3) Since the electric field is the same in both cases, and the charge of the protons and electrons have the same magnitude, you can state that the magntitude of the electric forces acting in both proton and electron are the same
4) Fe = Fp (Fe stands for force on the electron and Fp stands for force on the proton).
5) Using second law of Newton, Force = mass × acceleration
Fe = Me × Ae (Me is mass of the electron, and Ae is acceleration of the electron)
Fp = Mp × Ap (Mp is mass of the proton, and Ap is acceleration of the proton)
⇒Me × Ae = Mp × Ap
⇒ Ae = Mp × Ap / Me
6) Now, state the equations for the velocity in uniformly accelerated motion:
i) Vf² = Vo² + 2ad
Vo² = 0 for both cases, and d is the same distance.
⇒ Vf² = 2ad
ii) For the proton Vf² = 2(Ap)(d) ⇒ Ap = Vf² / (2d)

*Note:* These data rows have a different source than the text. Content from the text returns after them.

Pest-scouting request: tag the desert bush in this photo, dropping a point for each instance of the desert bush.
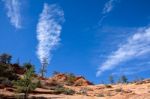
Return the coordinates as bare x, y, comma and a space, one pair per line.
100, 95
118, 90
70, 79
5, 58
63, 90
83, 91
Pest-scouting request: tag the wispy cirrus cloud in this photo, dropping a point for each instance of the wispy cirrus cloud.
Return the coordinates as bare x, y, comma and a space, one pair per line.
13, 12
48, 31
108, 7
135, 46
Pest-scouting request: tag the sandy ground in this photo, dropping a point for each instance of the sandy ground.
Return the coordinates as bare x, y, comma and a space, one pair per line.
129, 91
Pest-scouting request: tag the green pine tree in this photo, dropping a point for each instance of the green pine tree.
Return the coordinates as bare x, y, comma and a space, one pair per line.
26, 83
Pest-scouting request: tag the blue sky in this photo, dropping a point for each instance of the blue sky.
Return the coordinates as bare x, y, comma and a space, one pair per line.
93, 38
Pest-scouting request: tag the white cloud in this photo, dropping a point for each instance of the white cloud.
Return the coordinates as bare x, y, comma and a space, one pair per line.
48, 31
136, 46
13, 12
108, 6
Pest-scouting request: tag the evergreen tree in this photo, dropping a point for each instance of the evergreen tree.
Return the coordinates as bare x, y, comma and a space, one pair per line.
26, 84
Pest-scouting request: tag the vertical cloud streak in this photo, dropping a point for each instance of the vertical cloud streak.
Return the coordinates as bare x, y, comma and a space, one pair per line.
108, 7
48, 31
13, 12
136, 46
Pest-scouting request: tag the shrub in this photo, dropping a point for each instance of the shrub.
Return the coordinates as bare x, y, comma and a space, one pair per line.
100, 95
108, 86
62, 90
118, 90
83, 91
70, 79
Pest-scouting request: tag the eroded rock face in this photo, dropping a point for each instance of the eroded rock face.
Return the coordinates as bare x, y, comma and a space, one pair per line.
64, 79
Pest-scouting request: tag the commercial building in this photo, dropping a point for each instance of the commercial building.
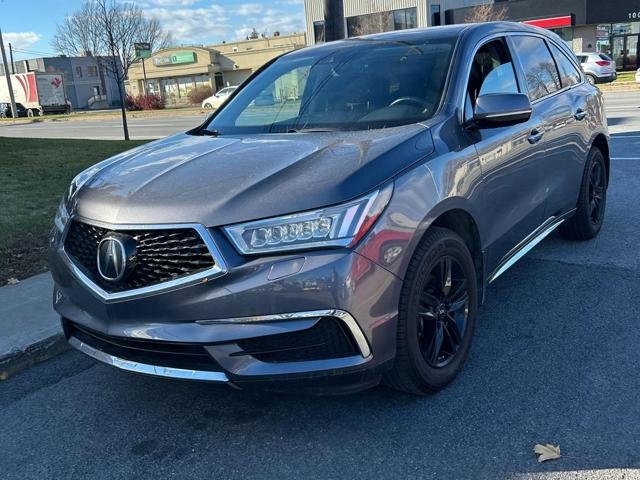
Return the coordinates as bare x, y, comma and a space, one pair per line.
605, 26
173, 72
88, 84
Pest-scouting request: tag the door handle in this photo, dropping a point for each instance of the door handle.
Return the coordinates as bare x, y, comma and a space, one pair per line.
535, 136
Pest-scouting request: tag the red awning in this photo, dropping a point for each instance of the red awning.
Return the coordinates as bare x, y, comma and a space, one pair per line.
551, 22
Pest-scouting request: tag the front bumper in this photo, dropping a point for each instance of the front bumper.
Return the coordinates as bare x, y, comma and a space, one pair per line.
244, 325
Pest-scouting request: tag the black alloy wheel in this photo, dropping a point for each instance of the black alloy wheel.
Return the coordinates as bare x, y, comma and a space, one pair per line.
436, 315
444, 308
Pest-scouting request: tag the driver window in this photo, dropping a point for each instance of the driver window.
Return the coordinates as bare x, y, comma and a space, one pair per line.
491, 72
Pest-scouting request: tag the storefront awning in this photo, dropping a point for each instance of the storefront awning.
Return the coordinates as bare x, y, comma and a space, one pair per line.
551, 22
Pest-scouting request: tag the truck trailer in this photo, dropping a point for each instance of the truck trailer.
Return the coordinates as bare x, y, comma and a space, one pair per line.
39, 93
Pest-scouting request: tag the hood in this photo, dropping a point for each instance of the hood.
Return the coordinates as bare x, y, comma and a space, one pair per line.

⇒ Ap = (55,000 m/s)² / (2d)
iii) For the electron Vf² = 2(Ae)² (2d)
iv) Using Ae = Mp × Ap / Me (found prevously):
Vf² = Mp × (55,000 m/s)² / (2d) × (2d) / Me
⇒ Vf² = Mp × (55,000 m/s)² / Me
Taking square root in both sides:
⇒ Vf = 55,000 m/s × √ [Mp / Me]
7) These are the values for the masses of a proton and an electron:
Mp = 1.67 × 10⁻²⁷ kg
Me = 9.11×10⁻³¹ kg
8) Replace and compute:
Vf = 55,000 m/s × √ [ 1.67 × 10⁻²⁷ kg / 9.11×10⁻³¹ kg] = 2,354,841.8 m/s
Round to two significan digits: Vf = 2,400,000 m/s